総務省移動通信課は、スマホが生み出すトラフィック量は従来型携帯の24倍だと説明。2015年末までにスマホの契約者数が約半数に達するとの調査結果を引用しながら、移動通信によるトラフィックの爆発的増大を懸念している。端末は増え続け、「定額制」が維持されると通信量は膨れ上がる一方だ。

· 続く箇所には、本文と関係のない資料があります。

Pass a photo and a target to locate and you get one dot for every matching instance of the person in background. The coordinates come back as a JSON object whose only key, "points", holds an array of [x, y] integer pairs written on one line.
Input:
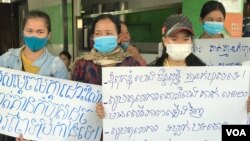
{"points": [[34, 57], [246, 20], [125, 44], [177, 39], [106, 52], [212, 17], [66, 58]]}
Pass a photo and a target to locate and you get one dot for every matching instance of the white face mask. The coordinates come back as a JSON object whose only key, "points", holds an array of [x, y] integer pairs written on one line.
{"points": [[179, 51]]}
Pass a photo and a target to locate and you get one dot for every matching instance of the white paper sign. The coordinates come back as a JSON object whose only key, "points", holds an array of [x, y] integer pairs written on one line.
{"points": [[173, 104], [48, 109], [223, 52]]}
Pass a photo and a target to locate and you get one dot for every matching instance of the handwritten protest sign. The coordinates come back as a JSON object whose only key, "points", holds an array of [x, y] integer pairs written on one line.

3G回線への集中を避けようと、NTTドコモでは次世代高速通信サービス(LTE)を2010年12月にスタート。対応するスマホやタブレット型端末も発売されたが、2011年末時点で接続可能な場所は東京や大阪、名古屋の限られた地域にとどまっている。ソフトバンクモバイル(SBM)は、2011年11月1日から東京メトロ全線の駅構内で無線LANサービスの提供を開始した。「電波不足」の打開に各社とも知恵を絞るが、今後LTEやその先の「4G」への移行がスムーズに進まなければ、抜本的な改善にはならないだろう。
SBMの孫正義社長は、2011年7月28日の第1四半期決算発表の席で、定額制について興味深い発言をした。スマホの急増によりネットワークの混雑が深刻化しているが、原因はわずか数%のユーザーによる大容量データ通信で、残り9割以上の利用者にとって「迷惑行為」になっている点を指摘した。欧米では完全定額料金が「むしろ不公平だという流れがあり、我々も注視している」と明かす。そのうえで「いずれそういう(定額制ではない)料金体系をとらないと、90%以上の利用者にご迷惑をかける」と話し、従量制への移行も場合によってはやむなしとの考えをにおわせた。
今後、孫社長の指摘するような「数%のユーザーによる占有」を巧みに解消し、大多数の利用者にとっても納得できる料金プランが提供できるかが、携帯電話会社の腕の見せ所になりそうだ。